Pour une personne qui consulte occasionnellement, l'effet du relèvement du plafond restera limité.
En revanche, les patients suivis pour une pathologie chronique, les personnes âgées poly-pathologiques ou les familles ayant des besoins de soins réguliers atteindront plus vite un plafond plus élevé, avec un reste à charge annuel supplémentaire pouvant représenter plusieurs dizaines d'euros.
Les associations de patients redoutent que cette charge additionnelle, cumulée à d'autres évolutions de la prise en charge, pousse certains foyers modestes à retarder des soins ou des renouvellements de traitement.
Les mutuelles ne peuvent pas rembourser ces sommes
Contrairement à d'autres restes à charge, la loi interdit aux complémentaires santé de prendre en charge la franchise médicale et la participation forfaitaire, quel que soit le niveau de contrat souscrit.
Cette règle vise à responsabiliser les assurés sur leur consommation de soins ; elle a pour conséquence directe que toute hausse de plafond se traduit intégralement par une dépense supplémentaire pour le patient, sans compensation possible par sa mutuelle.
Comment suivre le montant de ses franchises déjà prélevées
Le montant cumulé des franchises et participations forfaitaires prélevé sur vos remboursements est consultable à tout moment dans votre compte ameli, rubrique « Mes remboursements », ainsi que dans Mon Espace Santé.
Chaque décompte de remboursement mentionne également, ligne par ligne, les sommes retenues.
Suivre régulièrement ce solde permet d'anticiper le moment où le plafond annuel sera atteint et où les prélèvements cesseront pour le reste de l'année civile.
Rester bien accompagné dans son parcours de soins
Au-delà de ces montants, le meilleur moyen de limiter son reste à charge global reste de s'inscrire dans un parcours de soins coordonné, en désignant un médecin traitant et en le consultant en priorité avant d'être orienté, si nécessaire, vers un spécialiste.

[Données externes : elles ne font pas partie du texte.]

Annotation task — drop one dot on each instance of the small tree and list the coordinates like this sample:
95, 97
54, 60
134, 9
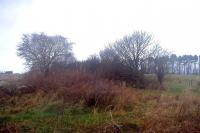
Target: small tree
132, 50
161, 59
41, 51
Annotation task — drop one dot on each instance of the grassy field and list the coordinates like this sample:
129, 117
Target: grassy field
175, 109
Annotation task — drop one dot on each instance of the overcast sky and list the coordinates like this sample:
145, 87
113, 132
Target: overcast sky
92, 24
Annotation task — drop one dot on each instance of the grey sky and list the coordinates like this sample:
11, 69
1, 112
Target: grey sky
92, 24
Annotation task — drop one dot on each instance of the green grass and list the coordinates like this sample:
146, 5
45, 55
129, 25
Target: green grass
58, 117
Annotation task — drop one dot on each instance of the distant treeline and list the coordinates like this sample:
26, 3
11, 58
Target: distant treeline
185, 64
127, 59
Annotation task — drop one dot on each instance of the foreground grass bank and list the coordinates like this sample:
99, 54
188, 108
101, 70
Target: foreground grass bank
176, 109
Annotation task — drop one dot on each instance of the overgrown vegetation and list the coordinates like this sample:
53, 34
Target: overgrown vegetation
124, 89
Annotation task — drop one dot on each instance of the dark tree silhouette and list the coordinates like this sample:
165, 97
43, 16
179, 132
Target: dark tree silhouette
41, 51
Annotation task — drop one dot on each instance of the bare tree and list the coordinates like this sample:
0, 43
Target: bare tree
161, 59
41, 51
132, 50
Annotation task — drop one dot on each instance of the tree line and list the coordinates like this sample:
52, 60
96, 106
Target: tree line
127, 59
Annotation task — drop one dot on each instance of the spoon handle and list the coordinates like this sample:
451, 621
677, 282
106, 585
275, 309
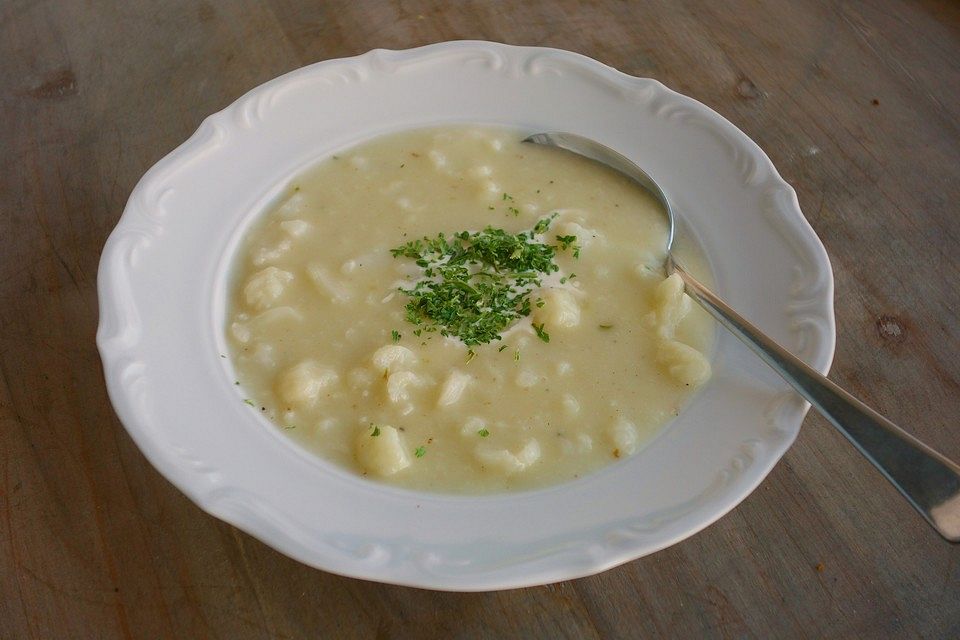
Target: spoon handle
927, 479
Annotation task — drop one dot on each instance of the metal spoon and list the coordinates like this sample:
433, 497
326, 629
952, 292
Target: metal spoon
927, 479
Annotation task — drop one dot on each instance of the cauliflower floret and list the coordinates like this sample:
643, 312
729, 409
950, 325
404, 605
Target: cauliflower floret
328, 285
302, 384
671, 304
265, 287
624, 436
393, 357
380, 450
507, 461
685, 364
560, 309
399, 385
453, 387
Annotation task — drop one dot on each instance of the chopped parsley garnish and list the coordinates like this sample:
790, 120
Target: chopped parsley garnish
543, 335
477, 284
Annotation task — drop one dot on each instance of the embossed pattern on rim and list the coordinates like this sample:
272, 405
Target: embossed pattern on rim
161, 313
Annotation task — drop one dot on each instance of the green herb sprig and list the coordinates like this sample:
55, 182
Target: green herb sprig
477, 284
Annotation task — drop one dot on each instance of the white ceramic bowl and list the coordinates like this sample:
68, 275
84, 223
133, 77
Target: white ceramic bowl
162, 300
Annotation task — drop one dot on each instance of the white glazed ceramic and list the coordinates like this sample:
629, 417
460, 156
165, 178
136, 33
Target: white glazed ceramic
161, 285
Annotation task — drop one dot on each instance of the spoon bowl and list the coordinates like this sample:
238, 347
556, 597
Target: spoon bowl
926, 478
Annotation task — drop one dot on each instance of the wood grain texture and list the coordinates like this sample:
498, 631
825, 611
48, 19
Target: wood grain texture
858, 105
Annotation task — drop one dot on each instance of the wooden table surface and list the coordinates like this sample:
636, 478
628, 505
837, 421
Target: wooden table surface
858, 105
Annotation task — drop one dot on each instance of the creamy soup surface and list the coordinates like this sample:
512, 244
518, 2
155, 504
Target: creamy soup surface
331, 340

Cette organisation évite les majorations liées au hors-parcours et facilite le suivi de vos traitements dans la durée.
Si vous cherchez un professionnel de santé proche de chez vous, qu'il s'agisse d'un médecin généraliste, d'un spécialiste ou d'un auxiliaire médical, vous pouvez consulter notre annuaire ou visualiser l'offre de soins disponible autour de vous grâce à notre carte interactive.
Ces outils permettent d'identifier rapidement les praticiens acceptant de nouveaux patients dans votre secteur.
La réforme des franchises médicales n'est, à ce stade, pas totalement arbitrée : le décret d'application doit encore être publié pour fixer les montants définitifs.
Il reste toutefois acquis que le plafond actuel de 50 € par dispositif va évoluer à la hausse d'ici la fin de l'année 2026, dans une proportion qui sera vraisemblablement inférieure au doublement initialement annoncé.